1945 begann Eder in der Kirchenbildhauerei Neuböck in Graz eine handwerkliche Ausbildung. 1948 studierte er zunächst bei Walter Ritter, an der Kunstgewerbeschule in Graz, dann bei Fritz Wotruba in Wien. 1962 erhält er den Österreichischen Staatspreis für Bildhauerei. 1964 wird er Mitglied der Wiener Secession.
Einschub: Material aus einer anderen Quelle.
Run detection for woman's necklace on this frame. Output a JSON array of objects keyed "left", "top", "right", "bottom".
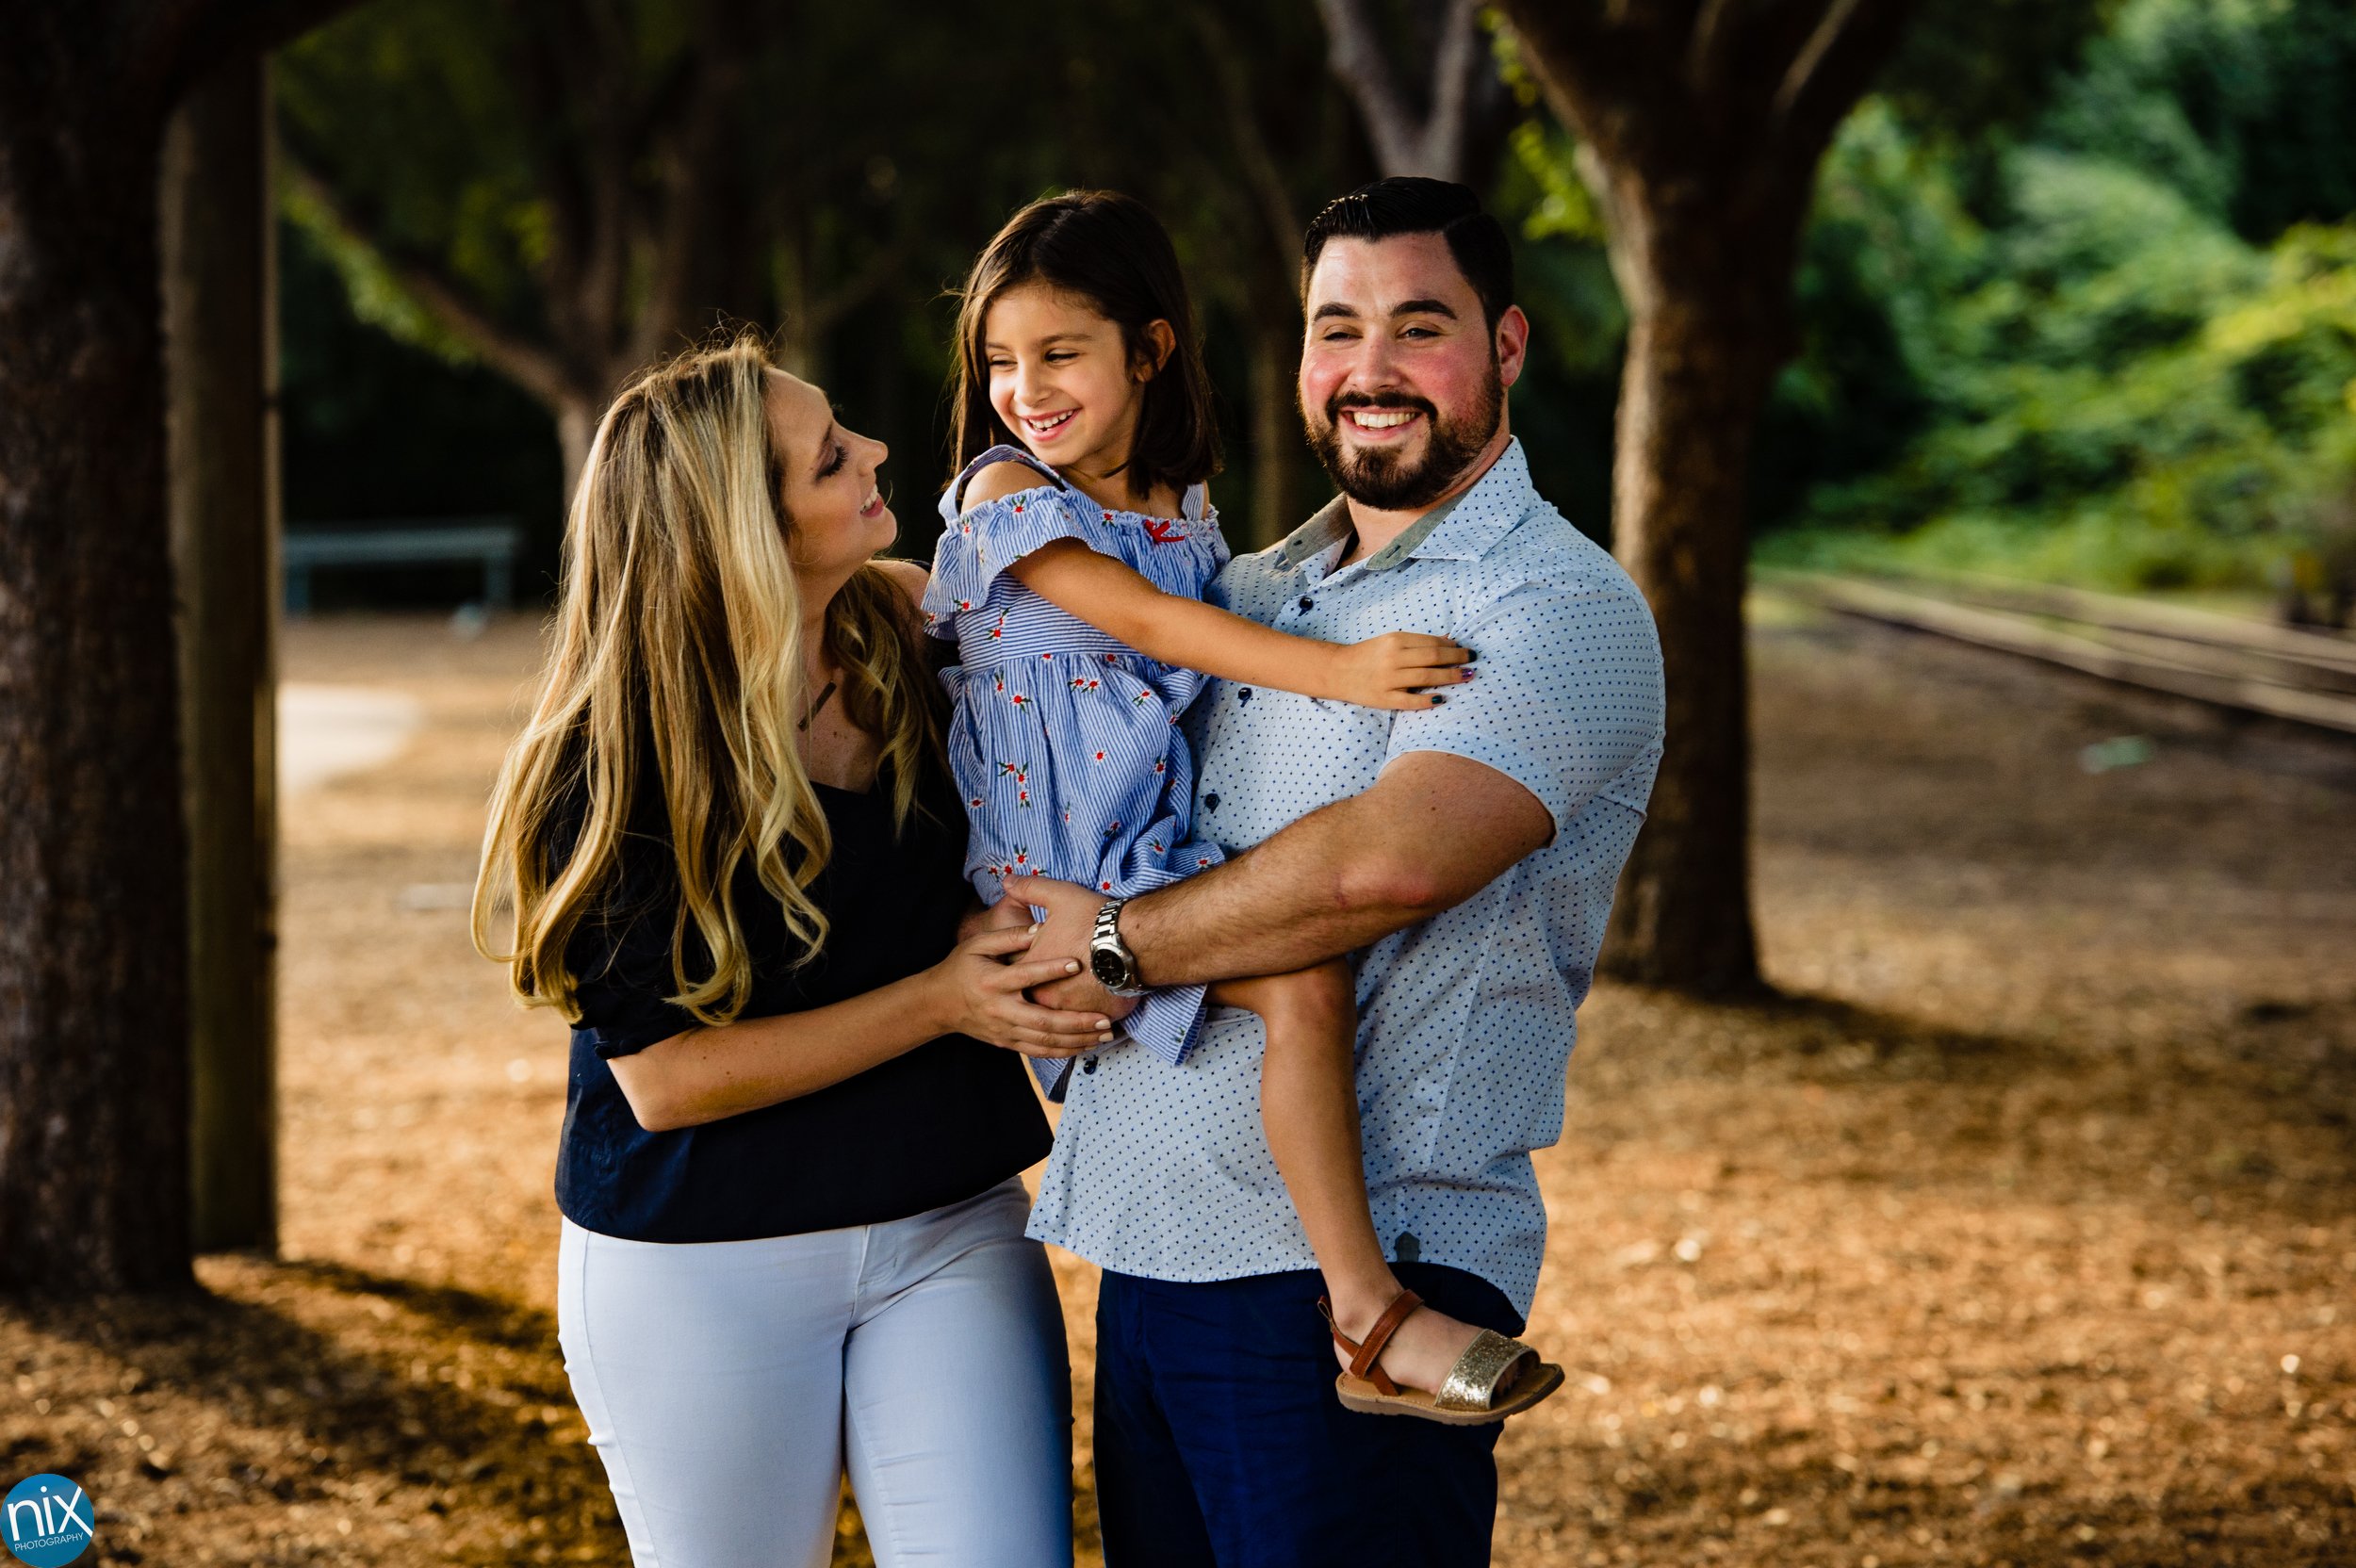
[{"left": 798, "top": 678, "right": 838, "bottom": 733}]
Schon 1959 war das "Symposion Europäischer Bildhauer" in St. Margarethen im Umkreis des bekannten Sandsteinbruchs im Burgenland durch den 2010 verstorbenen Bildhauer Karl Prantl und andere Künstlerkollegen gegründet worden. Es war ein Aufbruch, denn bis dahin wurde nicht in freier Natur, im Steinbruch, sondern vor allem in Ateliers und Akademieräumen gearbeitet. Die Strahlkraft dieser Bewegung reichte bis Japan und in die USA.
Eder lernte Karl Prantl 1960 im Künstlerkreis der Wiener "Galerie im Griechenbeisl" kennen, wo er ein Jahr später auch seine erste Einzelausstellung hatte. Es kommt zu einem regen Gedankenaustausch zwischen Eder und Prantl. Doch hat Eder nie in St. Margarethen gearbeitet, was vor allem am dortigen Material, dem Sandstein, lag. Er bevorzuge "kompaktere Sachen" wie Marmor oder Holz, sagte Eder.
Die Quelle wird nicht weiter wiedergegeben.